En hierom schrijf ik dit alles, terwijl ik nog afwezig ben, om bij mijn komst geen strengheid te moeten gebruiken krachtens de volmacht, die de Heer mij gegeven heeft, om op te bouwen, en niet om af te breken.

WILLIBRORD

Daarom schrijf ik u dit alles, terwijl ik nog afwezig ben. Dan hoef ik, eenmaal bij u, niet met gestrengheid op te treden krachtens de volmacht die de Heer mij heeft gegeven niet om af te breken, maar om op te bouwen.

11
CANISIUS

Overigens broeders, weest blijde, verbetert u, laat u vermanen, weest eensgezind en vreedzaam; en de God van liefde en vrede zal met u zijn.

WILLIBRORD

En nu, broeders, vaarwel! Laat alles weer goed komen, neemt mijn vermaning ter harte, weest eensgezind, bewaart de vrede, en de God van liefde en vrede zal met u zijn.

12
CANISIUS

Groet elkander met een heilige kus.

WILLIBRORD

Groet elkander met de heilige kus.

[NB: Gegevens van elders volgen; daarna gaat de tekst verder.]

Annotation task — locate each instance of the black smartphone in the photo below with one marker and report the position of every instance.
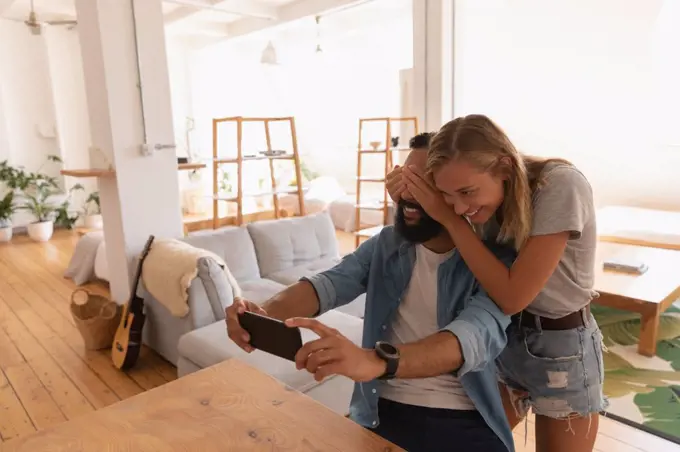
(271, 335)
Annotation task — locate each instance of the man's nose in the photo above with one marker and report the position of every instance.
(460, 208)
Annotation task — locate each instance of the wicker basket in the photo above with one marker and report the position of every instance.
(96, 317)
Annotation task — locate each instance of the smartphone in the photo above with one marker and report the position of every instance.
(271, 335)
(623, 264)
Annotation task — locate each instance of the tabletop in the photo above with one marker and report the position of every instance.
(229, 406)
(659, 284)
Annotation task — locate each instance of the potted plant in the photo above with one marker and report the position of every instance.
(37, 201)
(93, 212)
(7, 209)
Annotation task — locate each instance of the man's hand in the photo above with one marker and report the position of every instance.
(236, 333)
(427, 196)
(334, 354)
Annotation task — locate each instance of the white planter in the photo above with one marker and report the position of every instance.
(94, 222)
(6, 234)
(41, 232)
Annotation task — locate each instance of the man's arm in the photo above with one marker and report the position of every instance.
(467, 344)
(470, 342)
(298, 300)
(314, 295)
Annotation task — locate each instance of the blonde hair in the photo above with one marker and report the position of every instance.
(479, 141)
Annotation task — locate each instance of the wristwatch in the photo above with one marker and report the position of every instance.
(390, 354)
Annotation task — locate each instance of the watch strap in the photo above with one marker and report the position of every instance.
(391, 361)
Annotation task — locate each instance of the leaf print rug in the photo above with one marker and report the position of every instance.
(643, 392)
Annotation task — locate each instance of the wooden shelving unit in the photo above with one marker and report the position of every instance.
(237, 197)
(387, 152)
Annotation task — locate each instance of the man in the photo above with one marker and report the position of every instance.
(426, 378)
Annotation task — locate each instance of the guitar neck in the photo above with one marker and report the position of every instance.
(138, 273)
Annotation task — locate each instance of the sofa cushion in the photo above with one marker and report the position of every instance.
(292, 275)
(260, 290)
(291, 242)
(210, 345)
(233, 244)
(216, 284)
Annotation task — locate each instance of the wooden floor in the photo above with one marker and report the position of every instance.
(47, 376)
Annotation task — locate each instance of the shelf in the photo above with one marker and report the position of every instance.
(232, 197)
(258, 157)
(190, 166)
(373, 206)
(369, 232)
(382, 151)
(91, 172)
(371, 179)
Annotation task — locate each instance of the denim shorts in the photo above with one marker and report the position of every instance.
(559, 374)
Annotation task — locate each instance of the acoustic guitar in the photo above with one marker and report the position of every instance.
(128, 340)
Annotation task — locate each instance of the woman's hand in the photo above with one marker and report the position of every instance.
(429, 198)
(395, 183)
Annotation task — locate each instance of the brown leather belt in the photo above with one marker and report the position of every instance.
(568, 322)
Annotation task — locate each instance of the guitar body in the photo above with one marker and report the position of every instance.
(127, 342)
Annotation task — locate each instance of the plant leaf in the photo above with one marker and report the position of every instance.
(661, 409)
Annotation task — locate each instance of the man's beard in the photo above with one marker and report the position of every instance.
(426, 228)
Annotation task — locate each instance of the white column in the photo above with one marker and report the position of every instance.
(433, 24)
(143, 197)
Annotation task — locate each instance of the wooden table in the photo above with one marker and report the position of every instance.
(227, 407)
(649, 294)
(639, 226)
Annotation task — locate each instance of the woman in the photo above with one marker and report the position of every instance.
(545, 209)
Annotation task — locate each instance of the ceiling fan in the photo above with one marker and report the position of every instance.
(36, 26)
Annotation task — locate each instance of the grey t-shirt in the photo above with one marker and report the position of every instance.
(564, 202)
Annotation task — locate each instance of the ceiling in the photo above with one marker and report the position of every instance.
(215, 18)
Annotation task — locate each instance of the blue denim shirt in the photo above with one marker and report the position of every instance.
(381, 267)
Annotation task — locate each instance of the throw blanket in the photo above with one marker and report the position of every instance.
(169, 269)
(81, 267)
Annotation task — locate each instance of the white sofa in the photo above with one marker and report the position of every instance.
(264, 257)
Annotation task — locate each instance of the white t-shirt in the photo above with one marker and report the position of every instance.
(416, 318)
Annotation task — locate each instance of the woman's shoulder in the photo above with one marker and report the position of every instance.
(559, 176)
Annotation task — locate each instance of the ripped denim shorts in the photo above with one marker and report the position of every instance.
(557, 373)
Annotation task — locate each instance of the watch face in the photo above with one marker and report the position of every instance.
(388, 349)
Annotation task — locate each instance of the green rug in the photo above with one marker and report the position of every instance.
(643, 392)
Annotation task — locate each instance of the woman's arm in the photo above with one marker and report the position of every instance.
(515, 288)
(559, 214)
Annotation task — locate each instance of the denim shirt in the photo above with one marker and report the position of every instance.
(381, 267)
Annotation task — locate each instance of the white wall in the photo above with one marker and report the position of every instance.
(70, 102)
(30, 127)
(595, 82)
(43, 104)
(27, 96)
(357, 76)
(179, 53)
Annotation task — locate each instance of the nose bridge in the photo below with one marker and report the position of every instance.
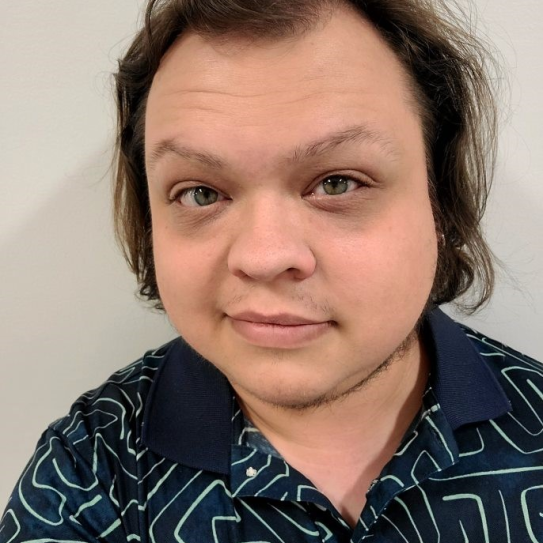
(270, 240)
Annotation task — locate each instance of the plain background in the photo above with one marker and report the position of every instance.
(68, 313)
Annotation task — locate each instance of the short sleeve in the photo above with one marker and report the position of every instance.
(59, 498)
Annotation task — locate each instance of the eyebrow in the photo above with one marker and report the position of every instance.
(358, 133)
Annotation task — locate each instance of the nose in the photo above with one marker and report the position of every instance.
(270, 242)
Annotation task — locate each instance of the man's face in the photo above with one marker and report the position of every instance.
(293, 234)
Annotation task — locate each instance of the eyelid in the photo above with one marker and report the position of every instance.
(177, 192)
(362, 180)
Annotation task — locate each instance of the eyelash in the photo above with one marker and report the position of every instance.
(361, 183)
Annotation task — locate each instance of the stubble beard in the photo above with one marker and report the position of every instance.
(333, 397)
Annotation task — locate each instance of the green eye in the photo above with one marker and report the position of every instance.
(204, 196)
(337, 184)
(199, 197)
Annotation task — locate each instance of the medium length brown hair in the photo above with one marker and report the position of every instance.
(448, 71)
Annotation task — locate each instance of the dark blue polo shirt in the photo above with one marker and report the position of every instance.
(161, 453)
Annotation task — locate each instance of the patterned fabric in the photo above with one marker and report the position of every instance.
(161, 453)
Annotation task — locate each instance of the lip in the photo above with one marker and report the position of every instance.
(283, 319)
(279, 331)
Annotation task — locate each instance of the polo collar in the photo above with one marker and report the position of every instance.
(188, 414)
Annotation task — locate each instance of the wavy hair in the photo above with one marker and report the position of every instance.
(449, 72)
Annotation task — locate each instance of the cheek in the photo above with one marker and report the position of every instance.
(389, 263)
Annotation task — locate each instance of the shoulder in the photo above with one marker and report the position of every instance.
(521, 378)
(509, 364)
(108, 419)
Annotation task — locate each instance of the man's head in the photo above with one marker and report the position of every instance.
(309, 164)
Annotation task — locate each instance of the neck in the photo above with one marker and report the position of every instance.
(342, 446)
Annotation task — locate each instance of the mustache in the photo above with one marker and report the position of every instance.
(274, 300)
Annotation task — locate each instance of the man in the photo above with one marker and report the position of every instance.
(300, 184)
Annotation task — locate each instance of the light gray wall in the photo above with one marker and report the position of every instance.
(68, 315)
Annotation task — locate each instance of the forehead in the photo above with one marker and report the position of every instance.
(340, 73)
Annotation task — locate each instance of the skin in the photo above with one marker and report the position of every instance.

U groeten al de heiligen.

13
CANISIUS

U groeten al de heiligen.

WILLIBRORD

De genade van de Heer Jezus Christus, de liefde van God en de gemeenschap van de heilige Geest zij met u allen.

14
CANISIUS

De genade van den Heer Jesus Christus, de liefde van God, en de gemeenschap van den heiligen Geest zij met u allen.